Movie Review: The Equalizer 2 (2018)


An action thriller, The Equalizer 2 is a solid second chapter in the story of a troubled ex-government killer who now works on his own terms.

Former Special Forces operative Robert McCall (Denzel Washington) eliminates a band of thugs on a train in Turkey, returning an abducted American child to her mother. Now working as a Lyft driver in Boston and still grieving the loss of his wife, McCall next tangles with a group of men who nonchalantly abused and drugged an escort. At his apartment complex, McCall takes aspiring artist Miles (Ashton Sanders) under his wing and tries to steer him away from a life of crime.

Meanwhile, in Belgium, a deep undercover American agent is killed along with his wife. McCall's close friend Susan Plummer (Melissa Leo) is sent to investigate on behalf of the CIA. She is soon in trouble, and McCall teams up with his former colleague ex-agent Dave York (Pedro Pascal) to investigate and dole out his unique brand of justice.

Again directed by Antoine Fuqua, The Equalizer 2 does not stray far from the original, which makes it both comfortably entertaining and just as comfortably predictable. This is a good quality film with excellent action scenes and plenty of space and time allocated for introspection and side-plots, but it never threatens to surprise.

Washington is by far the best thing on show, and his sheer presence and unflappable demeanour maintain a high degree of interest. Fuqua allows his star critical opportunities to reminisce about his past life and lost love, and McCall as a rounded and emotionally wounded character is so much more gratifying when he lets his anger loose. The Equalizer 2 is the first sequel project ever for both Washington and Fuqua, and their level of care for the central character is evident.

Helping matters along are several small stories enriching McCall's character. The episode in Turkey, the drugged escort, the old man droning on about his missing sister and his stolen painting, and the Miles salvation project all add texture and a mostly welcome warmth to the proceedings. However, the incidental chapters do pad the running time towards the upper limit of what is tolerable, the film clocking in at a flabby two hours.

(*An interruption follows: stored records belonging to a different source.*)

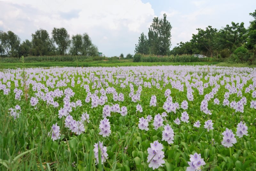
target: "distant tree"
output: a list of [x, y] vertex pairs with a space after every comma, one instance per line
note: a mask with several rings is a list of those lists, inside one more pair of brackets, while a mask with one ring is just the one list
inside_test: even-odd
[[98, 51], [99, 51], [99, 50], [97, 46], [92, 44], [89, 47], [87, 55], [89, 56], [98, 56], [99, 55]]
[[[84, 33], [82, 36], [83, 41], [83, 55], [85, 56], [91, 56], [89, 54], [91, 53], [90, 51], [92, 50], [95, 50], [95, 46], [93, 46], [92, 39], [89, 36], [89, 35], [86, 33]], [[92, 46], [93, 46], [92, 47]]]
[[251, 50], [256, 45], [256, 10], [255, 12], [250, 13], [249, 14], [253, 18], [254, 20], [250, 22], [246, 46], [248, 49]]
[[147, 38], [147, 36], [145, 35], [142, 32], [140, 34], [140, 36], [139, 38], [138, 44], [135, 44], [134, 52], [142, 54], [148, 54], [149, 50], [148, 41]]
[[150, 53], [156, 55], [165, 55], [170, 51], [171, 45], [171, 23], [166, 20], [167, 15], [164, 14], [164, 19], [159, 19], [155, 17], [148, 28], [148, 34]]
[[58, 50], [60, 55], [64, 55], [70, 44], [69, 35], [65, 28], [54, 27], [52, 32], [52, 39], [58, 45]]
[[34, 34], [32, 34], [32, 49], [34, 55], [44, 56], [48, 55], [52, 46], [51, 40], [48, 32], [40, 28]]
[[245, 42], [247, 36], [247, 31], [243, 22], [239, 24], [232, 22], [231, 24], [232, 26], [227, 25], [220, 31], [222, 39], [220, 44], [224, 48], [228, 49], [231, 53]]
[[209, 52], [212, 57], [214, 51], [216, 49], [216, 36], [217, 29], [209, 26], [205, 30], [201, 28], [197, 28], [198, 33], [193, 34], [191, 42], [193, 46], [198, 50], [206, 53]]
[[71, 46], [69, 52], [72, 55], [81, 55], [83, 53], [82, 35], [80, 34], [73, 35], [71, 37]]
[[32, 43], [28, 39], [23, 41], [20, 45], [19, 50], [19, 56], [23, 56], [25, 57], [28, 56], [29, 54], [31, 54]]
[[126, 58], [127, 59], [132, 59], [132, 55], [130, 53], [128, 53], [126, 55]]
[[181, 42], [179, 43], [177, 43], [178, 46], [175, 46], [172, 49], [171, 51], [170, 54], [174, 55], [192, 54], [193, 52], [192, 44], [190, 42], [187, 42], [185, 43]]
[[9, 57], [18, 57], [20, 42], [20, 39], [12, 31], [8, 31], [7, 33], [0, 31], [0, 44], [2, 54]]
[[72, 36], [70, 53], [73, 55], [86, 56], [98, 56], [98, 48], [92, 44], [92, 40], [87, 33], [77, 34]]

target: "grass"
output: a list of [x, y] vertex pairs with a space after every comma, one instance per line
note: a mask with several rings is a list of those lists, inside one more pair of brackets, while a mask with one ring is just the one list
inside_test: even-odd
[[[53, 66], [68, 67], [116, 67], [129, 66], [157, 66], [162, 65], [205, 65], [218, 64], [218, 62], [200, 62], [191, 63], [174, 62], [133, 62], [132, 59], [97, 61], [90, 62], [41, 62], [24, 63], [25, 67], [27, 68], [37, 67], [50, 67]], [[0, 69], [15, 69], [21, 67], [20, 63], [0, 63]]]

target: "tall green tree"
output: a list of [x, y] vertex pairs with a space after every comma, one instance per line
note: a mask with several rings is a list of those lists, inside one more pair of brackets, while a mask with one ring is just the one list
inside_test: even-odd
[[134, 52], [142, 54], [148, 54], [149, 50], [148, 41], [147, 38], [147, 36], [142, 32], [140, 34], [140, 36], [139, 38], [138, 44], [135, 44]]
[[244, 22], [239, 24], [232, 22], [231, 24], [231, 26], [227, 25], [220, 31], [220, 44], [224, 48], [228, 49], [230, 53], [242, 46], [247, 36], [247, 31], [244, 27]]
[[181, 42], [177, 43], [178, 46], [175, 46], [171, 51], [171, 54], [174, 55], [182, 54], [192, 54], [193, 53], [193, 47], [190, 42], [185, 43]]
[[1, 51], [4, 55], [9, 57], [18, 57], [20, 39], [12, 31], [5, 33], [0, 32], [0, 43]]
[[197, 28], [198, 33], [196, 34], [193, 34], [191, 41], [199, 50], [206, 55], [209, 52], [212, 57], [217, 47], [216, 38], [217, 30], [210, 26], [205, 28], [205, 30]]
[[171, 47], [171, 23], [164, 14], [164, 19], [159, 19], [155, 17], [148, 28], [148, 44], [150, 53], [156, 55], [165, 55], [170, 52]]
[[73, 55], [86, 56], [98, 55], [98, 49], [92, 44], [92, 40], [87, 33], [77, 34], [72, 36], [70, 53]]
[[29, 40], [26, 39], [23, 41], [20, 45], [19, 50], [19, 56], [23, 56], [26, 57], [29, 54], [33, 55], [31, 50], [32, 49], [32, 43]]
[[81, 55], [83, 51], [82, 36], [80, 34], [72, 35], [69, 53], [73, 55]]
[[54, 43], [58, 45], [58, 50], [60, 55], [64, 55], [70, 44], [69, 35], [65, 28], [54, 27], [52, 35]]
[[36, 56], [48, 55], [51, 51], [51, 39], [48, 32], [40, 28], [32, 34], [32, 49], [33, 55]]
[[[91, 56], [92, 51], [95, 51], [97, 47], [93, 45], [92, 39], [88, 34], [84, 33], [82, 36], [83, 41], [83, 55], [85, 56]], [[98, 51], [97, 51], [98, 52]], [[94, 56], [94, 55], [92, 55]]]
[[248, 37], [246, 40], [246, 45], [248, 49], [252, 49], [256, 45], [256, 10], [254, 12], [250, 13], [254, 20], [250, 22], [248, 29]]

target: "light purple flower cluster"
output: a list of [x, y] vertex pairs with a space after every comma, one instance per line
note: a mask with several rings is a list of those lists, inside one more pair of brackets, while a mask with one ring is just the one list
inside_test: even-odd
[[149, 106], [156, 106], [156, 97], [155, 95], [151, 97], [151, 99], [149, 102]]
[[199, 120], [197, 120], [196, 122], [194, 123], [193, 126], [195, 127], [199, 128], [201, 125], [201, 124], [200, 123], [200, 121]]
[[110, 129], [110, 122], [108, 119], [106, 118], [103, 119], [100, 122], [100, 131], [99, 133], [100, 135], [102, 135], [103, 137], [107, 136], [111, 133]]
[[128, 113], [128, 110], [127, 110], [127, 107], [125, 106], [123, 106], [121, 107], [121, 111], [120, 112], [121, 113], [121, 115], [123, 116], [124, 116], [127, 114]]
[[51, 131], [48, 133], [48, 135], [51, 135], [51, 138], [52, 141], [55, 141], [60, 138], [60, 127], [57, 125], [57, 123], [52, 125]]
[[212, 123], [212, 121], [210, 119], [204, 122], [204, 127], [205, 129], [207, 129], [207, 131], [208, 132], [209, 132], [210, 129], [213, 129], [213, 123]]
[[181, 121], [188, 123], [189, 122], [188, 121], [189, 119], [189, 117], [188, 116], [188, 114], [187, 112], [185, 111], [181, 113], [181, 117], [180, 117], [180, 120]]
[[[78, 135], [80, 135], [85, 131], [84, 126], [84, 125], [83, 118], [81, 121], [77, 121], [73, 119], [73, 117], [68, 115], [65, 119], [65, 127], [70, 129], [72, 132], [74, 132]], [[89, 118], [88, 118], [89, 119]]]
[[245, 125], [245, 123], [243, 123], [243, 122], [240, 121], [240, 123], [237, 124], [236, 128], [236, 136], [239, 138], [242, 138], [244, 135], [248, 136], [248, 131], [247, 130], [248, 127]]
[[235, 138], [235, 134], [231, 129], [226, 128], [226, 131], [222, 133], [223, 135], [223, 140], [221, 142], [221, 144], [226, 147], [229, 147], [233, 146], [233, 144], [236, 143], [236, 139]]
[[188, 102], [187, 101], [187, 100], [184, 100], [183, 102], [181, 102], [181, 105], [180, 107], [184, 110], [186, 110], [188, 109]]
[[15, 106], [15, 108], [13, 109], [11, 107], [8, 110], [10, 111], [10, 115], [14, 118], [14, 119], [18, 118], [20, 117], [20, 106], [17, 105]]
[[179, 117], [176, 118], [176, 119], [173, 120], [173, 122], [174, 122], [174, 123], [178, 125], [180, 124], [180, 118], [179, 118]]
[[142, 109], [141, 105], [139, 104], [136, 106], [136, 112], [138, 111], [139, 111], [140, 113], [143, 112], [143, 110]]
[[34, 106], [37, 104], [38, 102], [38, 99], [36, 97], [32, 97], [30, 99], [30, 104], [31, 105]]
[[201, 170], [201, 167], [205, 164], [204, 159], [201, 158], [201, 154], [195, 153], [194, 155], [190, 154], [190, 161], [188, 163], [189, 165], [187, 168], [187, 171], [196, 171]]
[[162, 116], [159, 113], [155, 116], [154, 118], [154, 122], [153, 123], [153, 125], [155, 127], [154, 129], [156, 130], [159, 127], [163, 126], [164, 124], [163, 122], [164, 120], [163, 119]]
[[83, 113], [81, 116], [81, 119], [82, 121], [83, 122], [86, 121], [88, 123], [90, 123], [90, 121], [89, 120], [89, 119], [90, 116], [89, 114], [87, 114], [87, 112]]
[[173, 143], [174, 132], [169, 124], [165, 126], [164, 130], [162, 132], [162, 141], [165, 141], [169, 144]]
[[101, 163], [103, 163], [106, 161], [106, 159], [108, 159], [108, 154], [107, 153], [107, 147], [103, 146], [103, 143], [99, 141], [98, 144], [95, 143], [94, 144], [94, 148], [93, 151], [94, 152], [94, 156], [96, 161], [95, 162], [97, 164], [99, 164], [99, 150], [100, 151], [100, 154], [101, 157]]
[[145, 130], [146, 131], [148, 130], [148, 122], [147, 119], [144, 119], [144, 117], [142, 117], [139, 119], [139, 128], [141, 130]]
[[159, 166], [163, 166], [162, 164], [165, 163], [163, 159], [164, 157], [164, 152], [162, 151], [164, 149], [163, 144], [159, 143], [158, 141], [155, 141], [153, 143], [150, 144], [150, 147], [148, 148], [148, 167], [153, 169], [158, 168]]

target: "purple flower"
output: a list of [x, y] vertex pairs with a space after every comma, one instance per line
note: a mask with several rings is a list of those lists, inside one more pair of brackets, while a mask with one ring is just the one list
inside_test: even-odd
[[107, 116], [110, 116], [111, 109], [110, 106], [108, 105], [105, 105], [103, 107], [102, 111], [102, 116], [103, 118], [106, 118]]
[[156, 97], [155, 95], [151, 97], [151, 99], [149, 103], [149, 106], [156, 106]]
[[99, 134], [102, 135], [103, 137], [108, 136], [111, 133], [110, 122], [108, 120], [108, 119], [105, 118], [100, 122], [100, 124], [99, 127], [100, 131]]
[[103, 146], [103, 143], [99, 141], [98, 144], [95, 143], [94, 144], [94, 156], [96, 159], [95, 162], [96, 164], [99, 164], [99, 150], [100, 151], [100, 154], [101, 157], [101, 164], [106, 161], [106, 159], [108, 159], [108, 155], [107, 153], [107, 147]]
[[159, 127], [163, 126], [164, 124], [163, 122], [164, 120], [160, 114], [158, 113], [155, 116], [154, 118], [154, 122], [153, 123], [153, 125], [155, 127], [154, 129], [156, 130]]
[[207, 121], [204, 122], [204, 128], [205, 129], [207, 129], [207, 131], [209, 132], [210, 129], [213, 129], [213, 123], [211, 120], [208, 120]]
[[221, 142], [221, 144], [226, 147], [229, 147], [233, 146], [233, 144], [236, 143], [236, 139], [235, 138], [235, 135], [230, 129], [226, 128], [226, 131], [222, 133], [223, 135], [223, 140]]
[[220, 100], [218, 98], [215, 98], [213, 100], [214, 105], [220, 105]]
[[53, 141], [55, 141], [60, 138], [60, 127], [57, 125], [57, 123], [52, 125], [52, 130], [48, 133], [48, 135], [51, 135], [51, 138]]
[[243, 122], [240, 121], [240, 123], [237, 124], [236, 128], [236, 136], [239, 138], [243, 137], [244, 135], [248, 136], [248, 127], [245, 125], [245, 123], [243, 124]]
[[148, 122], [146, 119], [142, 117], [139, 119], [139, 124], [138, 124], [139, 128], [141, 130], [145, 130], [146, 131], [148, 130]]
[[165, 162], [163, 159], [164, 157], [164, 152], [162, 151], [164, 147], [163, 144], [157, 140], [150, 143], [150, 147], [148, 148], [148, 155], [147, 162], [149, 163], [148, 167], [154, 169], [158, 168], [159, 166], [163, 166], [162, 164]]
[[180, 107], [184, 110], [186, 110], [188, 109], [188, 104], [187, 100], [184, 100], [181, 103], [181, 105]]
[[36, 105], [38, 103], [38, 99], [36, 97], [32, 97], [30, 99], [30, 103], [31, 105], [34, 106]]
[[195, 153], [194, 155], [190, 154], [190, 161], [188, 162], [189, 165], [187, 168], [187, 171], [196, 171], [201, 170], [201, 167], [205, 164], [203, 159], [201, 158], [201, 154]]
[[128, 113], [127, 107], [125, 106], [123, 106], [121, 107], [121, 115], [124, 116], [127, 114]]
[[147, 120], [148, 120], [148, 122], [150, 122], [150, 121], [151, 120], [152, 120], [152, 118], [153, 118], [151, 115], [148, 115], [147, 116], [146, 119]]
[[188, 116], [188, 114], [185, 111], [181, 113], [181, 117], [180, 117], [180, 120], [181, 121], [188, 123], [189, 121], [188, 121], [188, 119], [189, 117]]
[[201, 125], [200, 121], [199, 120], [197, 120], [196, 122], [194, 123], [194, 126], [196, 128], [199, 128]]
[[136, 112], [138, 111], [141, 113], [143, 112], [143, 110], [142, 109], [141, 105], [139, 104], [137, 105], [136, 106]]
[[174, 132], [172, 128], [167, 124], [164, 127], [164, 130], [162, 132], [162, 141], [165, 141], [169, 144], [173, 143]]
[[176, 119], [173, 120], [173, 122], [174, 123], [177, 124], [177, 125], [180, 125], [180, 120], [179, 117], [177, 118], [176, 118]]
[[90, 121], [89, 120], [89, 118], [90, 116], [89, 116], [89, 114], [87, 114], [87, 112], [83, 113], [81, 116], [81, 119], [82, 119], [82, 121], [83, 122], [86, 121], [88, 123], [90, 123]]
[[75, 126], [75, 132], [78, 135], [80, 135], [85, 130], [83, 122], [80, 121], [76, 121]]

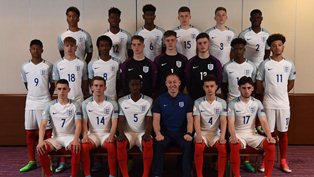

The core plot starts with the brutal assassination in Belgium and culminates in McCall seeking cold revenge on those who have wronged Susan. The vigilante theme is as worn out as it sounds, and neither Fuqua's often clever visuals nor Washington's silky delivery can reinvent it. The bad guys are easy to guess and utterly lacking in personality.

The Equalizer 2 hits most of its targets, but most of them already carry the old bullet marks of many previous not dissimilar efforts.